Your roadmap isn’t the place for technical specs, and it’s there to tell the compelling story behind your product.

Let’s say you’ve prioritized making your enterprise software more secure to meet customers’ regulatory needs in industries like healthcare and financial services. One project that came out of your research is to beef up your apps from 32-bit to 64-bit encryption. Offering that level of security will stop your software from getting eliminated from these customers’ searches. Solid plan.

But then, when you add that epic to your roadmap, it looks like this:

“Upgrade enterprise apps to 64-bit encryption.”

And your product leader says, “Why should we care about that?” Fair question. The encryption enhancement itself isn’t the goal, just a step toward achieving that goal.

The epic should read:

“Enhance app security to acquire more healthcare/FinServ customers.”

That tells a story!

With ProductPlan’s app, you can even add a blurb explaining your reasoning, which you can hide in the epic and make available by clicking on it. That description might read this like:

“Our research suggests health/financial markets are choosing our competitors because their regulators demand higher levels of encryption than we offer.

Remember, your roadmap should communicate your strategy and plans. Any technical details that fail to advance your big-picture story will only slow your readers down and make them ask, “Who cares?”

5. Lack of clarity about where the product stands now

Don’t make your product leader ask, “Where are we today?”

Anyone who opens your roadmap should be able to quickly figure out what strategic initiatives you’re working on now, the status of those items, and what projects are up next. But with the tools that most product managers use for roadmaps—spreadsheets, slideshows—conveying this information is difficult.

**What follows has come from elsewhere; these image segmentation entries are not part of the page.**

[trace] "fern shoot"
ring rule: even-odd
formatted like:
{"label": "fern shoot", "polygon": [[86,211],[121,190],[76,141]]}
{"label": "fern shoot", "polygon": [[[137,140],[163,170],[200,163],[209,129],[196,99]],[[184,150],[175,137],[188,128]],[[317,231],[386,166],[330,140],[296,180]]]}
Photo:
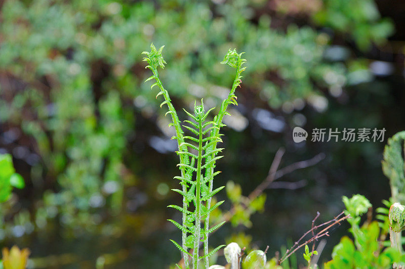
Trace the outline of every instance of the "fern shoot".
{"label": "fern shoot", "polygon": [[[186,120],[184,122],[186,125],[180,125],[177,113],[172,104],[169,93],[163,87],[159,78],[157,68],[164,68],[166,61],[162,56],[164,46],[157,50],[153,44],[151,44],[150,52],[144,52],[147,57],[143,58],[148,65],[152,75],[146,81],[154,79],[155,82],[151,88],[157,86],[160,92],[156,95],[162,95],[164,101],[160,104],[160,107],[167,105],[168,111],[165,115],[170,114],[172,122],[169,127],[173,126],[176,130],[176,136],[172,139],[177,141],[178,150],[176,153],[179,155],[180,163],[177,166],[180,170],[180,176],[174,178],[180,181],[182,189],[173,189],[173,191],[183,196],[183,206],[169,205],[180,211],[182,214],[181,225],[172,219],[168,220],[173,223],[182,232],[181,245],[170,240],[182,252],[186,269],[190,268],[189,259],[189,250],[192,251],[192,266],[193,269],[197,269],[199,261],[204,259],[204,267],[208,269],[209,266],[208,258],[219,250],[224,245],[219,246],[213,250],[208,251],[208,237],[210,234],[222,226],[225,221],[214,227],[210,228],[210,214],[213,210],[223,203],[218,202],[211,206],[211,200],[214,195],[221,191],[224,187],[213,189],[214,177],[220,172],[214,171],[215,163],[223,156],[219,153],[224,149],[217,148],[218,142],[222,142],[220,134],[221,127],[225,126],[222,120],[225,115],[229,115],[226,109],[229,104],[237,105],[235,92],[240,85],[242,78],[241,73],[246,67],[242,65],[246,60],[241,58],[242,54],[236,53],[236,50],[229,50],[221,63],[227,64],[236,70],[236,74],[229,94],[223,100],[218,114],[214,117],[212,121],[207,120],[210,112],[215,108],[205,111],[202,100],[201,104],[197,105],[194,102],[193,114],[184,110],[191,120]],[[190,132],[190,135],[184,136],[182,127]],[[193,206],[190,206],[190,205]],[[192,208],[194,209],[193,211]],[[201,223],[203,227],[201,229]],[[200,242],[204,242],[204,255],[199,255]]]}

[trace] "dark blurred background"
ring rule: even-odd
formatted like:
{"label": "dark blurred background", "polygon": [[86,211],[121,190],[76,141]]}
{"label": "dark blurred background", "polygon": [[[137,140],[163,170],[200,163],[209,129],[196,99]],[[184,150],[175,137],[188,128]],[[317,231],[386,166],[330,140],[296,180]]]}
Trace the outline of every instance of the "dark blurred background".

It would be best to keep that in mind when you build and share your roadmap. The roadmap should clarify and illuminate the details of your progress—not confuse your audience. When your executives review the epics on your roadmap, how will they know whether each one is complete, in process, or not started?

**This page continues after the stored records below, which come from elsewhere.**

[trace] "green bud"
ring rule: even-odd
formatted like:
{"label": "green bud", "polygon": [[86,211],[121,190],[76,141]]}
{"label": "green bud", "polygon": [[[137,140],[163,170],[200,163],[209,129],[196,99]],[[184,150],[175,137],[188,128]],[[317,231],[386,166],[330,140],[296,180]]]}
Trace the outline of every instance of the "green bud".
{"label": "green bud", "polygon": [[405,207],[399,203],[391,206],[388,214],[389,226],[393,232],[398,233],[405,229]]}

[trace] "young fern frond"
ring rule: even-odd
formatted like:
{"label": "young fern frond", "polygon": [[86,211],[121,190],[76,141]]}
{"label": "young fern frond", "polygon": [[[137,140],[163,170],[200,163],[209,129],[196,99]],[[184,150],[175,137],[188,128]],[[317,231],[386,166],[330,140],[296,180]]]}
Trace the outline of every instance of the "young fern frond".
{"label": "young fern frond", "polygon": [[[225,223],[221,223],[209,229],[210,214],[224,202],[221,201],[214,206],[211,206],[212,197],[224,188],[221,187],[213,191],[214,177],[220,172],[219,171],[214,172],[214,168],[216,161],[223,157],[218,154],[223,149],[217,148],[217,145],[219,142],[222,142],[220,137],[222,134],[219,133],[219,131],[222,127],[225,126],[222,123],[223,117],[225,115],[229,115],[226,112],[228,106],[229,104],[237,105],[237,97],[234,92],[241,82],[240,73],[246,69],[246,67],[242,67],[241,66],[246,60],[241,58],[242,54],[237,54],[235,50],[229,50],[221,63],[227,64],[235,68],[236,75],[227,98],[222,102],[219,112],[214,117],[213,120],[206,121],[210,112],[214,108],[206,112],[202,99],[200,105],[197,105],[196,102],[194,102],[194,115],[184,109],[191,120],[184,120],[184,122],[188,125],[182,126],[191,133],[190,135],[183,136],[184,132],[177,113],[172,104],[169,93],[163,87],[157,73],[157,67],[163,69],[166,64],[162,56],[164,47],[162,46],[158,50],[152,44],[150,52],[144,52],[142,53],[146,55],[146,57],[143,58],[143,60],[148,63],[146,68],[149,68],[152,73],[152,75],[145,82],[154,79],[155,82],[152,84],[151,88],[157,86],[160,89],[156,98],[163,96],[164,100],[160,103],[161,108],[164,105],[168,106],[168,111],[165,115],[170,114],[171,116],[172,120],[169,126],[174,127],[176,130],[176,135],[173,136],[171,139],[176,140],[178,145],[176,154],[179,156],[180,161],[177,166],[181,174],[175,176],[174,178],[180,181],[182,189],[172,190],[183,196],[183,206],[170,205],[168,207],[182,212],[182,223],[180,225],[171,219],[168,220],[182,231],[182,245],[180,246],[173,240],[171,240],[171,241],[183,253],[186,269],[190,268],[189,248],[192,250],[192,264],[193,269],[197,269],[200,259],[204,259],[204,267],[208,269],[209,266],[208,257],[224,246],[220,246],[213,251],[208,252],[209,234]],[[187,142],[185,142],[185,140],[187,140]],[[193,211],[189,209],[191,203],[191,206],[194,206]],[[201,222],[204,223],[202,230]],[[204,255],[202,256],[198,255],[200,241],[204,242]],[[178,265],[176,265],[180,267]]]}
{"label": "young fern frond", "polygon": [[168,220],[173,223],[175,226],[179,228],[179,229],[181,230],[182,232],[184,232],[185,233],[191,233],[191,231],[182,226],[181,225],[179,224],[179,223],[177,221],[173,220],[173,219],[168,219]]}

One simple solution—and reason number 7,330 to use a purpose-built roadmap app—is to create your roadmap using software that lets you update the percent complete of any item on the roadmap. The right roadmap software will also integrate with your project management apps. That way, you can sync the progress of each roadmap item with the relevant tasks your team is working on and tracking in their project management app.

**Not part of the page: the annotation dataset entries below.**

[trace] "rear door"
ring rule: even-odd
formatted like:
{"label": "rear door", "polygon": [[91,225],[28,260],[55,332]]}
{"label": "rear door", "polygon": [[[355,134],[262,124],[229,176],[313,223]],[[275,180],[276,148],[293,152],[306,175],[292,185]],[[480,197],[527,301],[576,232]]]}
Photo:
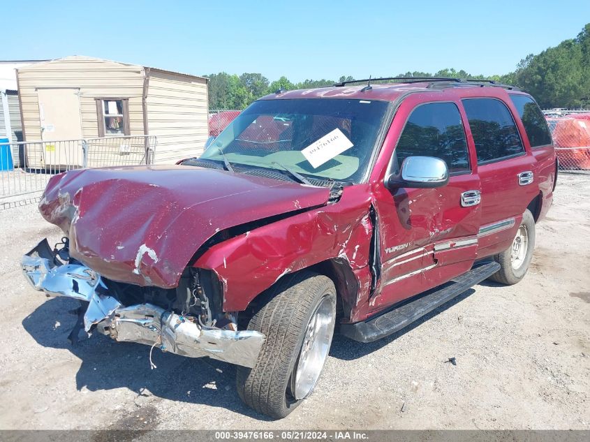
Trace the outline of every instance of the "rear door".
{"label": "rear door", "polygon": [[[538,193],[535,159],[525,149],[508,105],[498,98],[462,101],[481,180],[482,254],[511,240],[527,205]],[[492,249],[485,249],[492,247]],[[491,253],[490,252],[490,253]]]}
{"label": "rear door", "polygon": [[537,207],[538,213],[533,214],[542,217],[549,209],[556,178],[557,164],[553,140],[545,115],[533,98],[529,95],[515,94],[510,94],[510,97],[522,122],[535,159],[535,181],[538,183],[539,191],[543,198],[543,205]]}
{"label": "rear door", "polygon": [[[469,270],[476,257],[480,180],[459,103],[424,103],[410,96],[398,118],[406,121],[392,159],[398,167],[408,156],[435,156],[445,160],[450,177],[436,189],[375,189],[381,272],[374,310],[449,281]],[[475,198],[462,200],[469,195]]]}

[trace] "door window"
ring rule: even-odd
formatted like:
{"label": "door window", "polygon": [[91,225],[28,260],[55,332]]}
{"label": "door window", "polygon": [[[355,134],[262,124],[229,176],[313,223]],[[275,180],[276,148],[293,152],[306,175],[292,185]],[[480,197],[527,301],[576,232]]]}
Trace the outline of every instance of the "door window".
{"label": "door window", "polygon": [[531,147],[540,147],[552,144],[547,120],[534,100],[526,95],[510,95],[510,99],[522,120]]}
{"label": "door window", "polygon": [[524,152],[518,129],[506,105],[495,98],[466,98],[462,103],[475,143],[478,164]]}
{"label": "door window", "polygon": [[435,156],[449,172],[469,171],[469,156],[461,114],[453,103],[431,103],[412,111],[395,147],[399,165],[408,156]]}

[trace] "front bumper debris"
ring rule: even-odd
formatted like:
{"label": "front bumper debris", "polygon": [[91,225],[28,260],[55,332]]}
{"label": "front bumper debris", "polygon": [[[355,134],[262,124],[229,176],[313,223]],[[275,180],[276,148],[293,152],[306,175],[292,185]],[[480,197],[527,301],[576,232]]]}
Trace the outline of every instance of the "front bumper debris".
{"label": "front bumper debris", "polygon": [[157,346],[183,356],[213,359],[253,367],[265,336],[251,330],[203,327],[196,318],[178,315],[151,304],[123,306],[110,294],[101,276],[79,264],[64,264],[47,240],[22,257],[23,274],[47,297],[66,296],[88,303],[84,328],[119,341]]}

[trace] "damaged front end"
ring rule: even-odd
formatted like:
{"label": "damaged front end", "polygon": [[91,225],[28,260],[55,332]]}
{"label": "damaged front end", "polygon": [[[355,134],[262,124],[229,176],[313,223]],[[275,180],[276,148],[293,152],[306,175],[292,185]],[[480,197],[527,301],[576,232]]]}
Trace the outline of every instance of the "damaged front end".
{"label": "damaged front end", "polygon": [[117,283],[70,258],[66,238],[53,250],[43,240],[22,257],[21,266],[36,290],[80,301],[79,326],[89,334],[96,330],[119,341],[248,367],[256,364],[265,339],[258,332],[238,331],[234,316],[216,311],[207,281],[200,281],[194,269],[174,290]]}

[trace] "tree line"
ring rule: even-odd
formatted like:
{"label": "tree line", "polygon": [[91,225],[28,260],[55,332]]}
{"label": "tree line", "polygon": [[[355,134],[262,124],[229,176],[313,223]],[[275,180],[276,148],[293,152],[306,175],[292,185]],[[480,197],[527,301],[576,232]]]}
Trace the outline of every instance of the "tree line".
{"label": "tree line", "polygon": [[[220,72],[205,76],[209,78],[211,110],[244,109],[252,101],[281,88],[322,87],[354,80],[350,75],[342,75],[337,80],[323,78],[293,83],[286,76],[270,82],[261,73],[237,75]],[[446,68],[434,73],[413,71],[384,76],[493,80],[531,93],[543,108],[590,108],[590,23],[575,38],[566,40],[540,54],[529,54],[508,74],[485,76],[471,75],[462,69]]]}

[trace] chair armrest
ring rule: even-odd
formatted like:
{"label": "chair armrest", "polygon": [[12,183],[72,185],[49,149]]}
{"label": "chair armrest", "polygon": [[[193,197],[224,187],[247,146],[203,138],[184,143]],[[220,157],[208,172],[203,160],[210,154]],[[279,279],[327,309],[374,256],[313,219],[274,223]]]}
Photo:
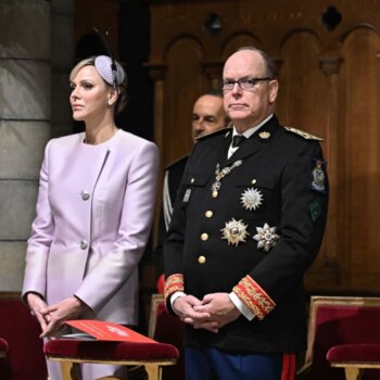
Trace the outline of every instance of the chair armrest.
{"label": "chair armrest", "polygon": [[0,338],[0,358],[7,356],[8,349],[8,342],[4,339]]}
{"label": "chair armrest", "polygon": [[380,344],[356,343],[334,345],[327,352],[326,358],[330,364],[355,363],[380,365]]}

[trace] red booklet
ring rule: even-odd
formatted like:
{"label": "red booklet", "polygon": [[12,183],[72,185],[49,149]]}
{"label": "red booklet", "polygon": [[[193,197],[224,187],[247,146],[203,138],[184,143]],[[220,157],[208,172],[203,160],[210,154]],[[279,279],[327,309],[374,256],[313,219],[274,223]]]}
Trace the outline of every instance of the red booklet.
{"label": "red booklet", "polygon": [[66,334],[62,338],[71,339],[97,339],[100,341],[157,343],[153,339],[142,335],[127,327],[114,322],[94,319],[66,320],[66,325],[85,333]]}

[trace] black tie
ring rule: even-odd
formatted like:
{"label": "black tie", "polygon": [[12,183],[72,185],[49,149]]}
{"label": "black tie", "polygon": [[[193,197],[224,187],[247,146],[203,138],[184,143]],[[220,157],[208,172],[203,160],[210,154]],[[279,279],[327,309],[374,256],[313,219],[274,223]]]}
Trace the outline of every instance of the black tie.
{"label": "black tie", "polygon": [[235,135],[232,138],[232,148],[238,148],[245,140],[245,136],[243,135]]}

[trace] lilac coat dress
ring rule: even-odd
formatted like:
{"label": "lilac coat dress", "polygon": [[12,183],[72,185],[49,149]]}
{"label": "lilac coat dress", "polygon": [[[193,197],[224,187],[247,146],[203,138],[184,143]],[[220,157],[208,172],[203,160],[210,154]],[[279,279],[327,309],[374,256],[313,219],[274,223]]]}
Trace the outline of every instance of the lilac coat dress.
{"label": "lilac coat dress", "polygon": [[124,130],[97,145],[84,139],[47,144],[23,296],[36,292],[51,305],[75,294],[91,308],[84,317],[136,325],[159,151]]}

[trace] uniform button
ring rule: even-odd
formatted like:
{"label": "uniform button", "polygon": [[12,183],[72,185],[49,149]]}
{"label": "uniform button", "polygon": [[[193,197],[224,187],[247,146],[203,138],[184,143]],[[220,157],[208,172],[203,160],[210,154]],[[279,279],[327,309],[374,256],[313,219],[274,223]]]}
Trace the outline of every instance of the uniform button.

In the ProductPlan app, that looks like the screen below. Those with access to the roadmap can click into a theme or epic, allowing them to see how much progress the team has made.

roadmap-progression

The key takeaway here is when you present your roadmap, or if you publish it live and invite the company to review it anytime, you always want to be able to answer—clearly and with data—the question, “Where are we today?”

Successful Roadmapping Always Comes Down to Communication

The common thread among all the pitfalls I’ve discussed in this post is lack of communication. When it comes to creating and maintaining a product roadmap that will benefit your company, the key is communicating with the relevant people every step of the way.

When you present the roadmap to your product leader or when people in other departments log in to your roadmap online to see where things stand,  you want them all to find it clear, compelling, and consistent with their expectations. You don’t want to give anyone a reason to say, “Huh?”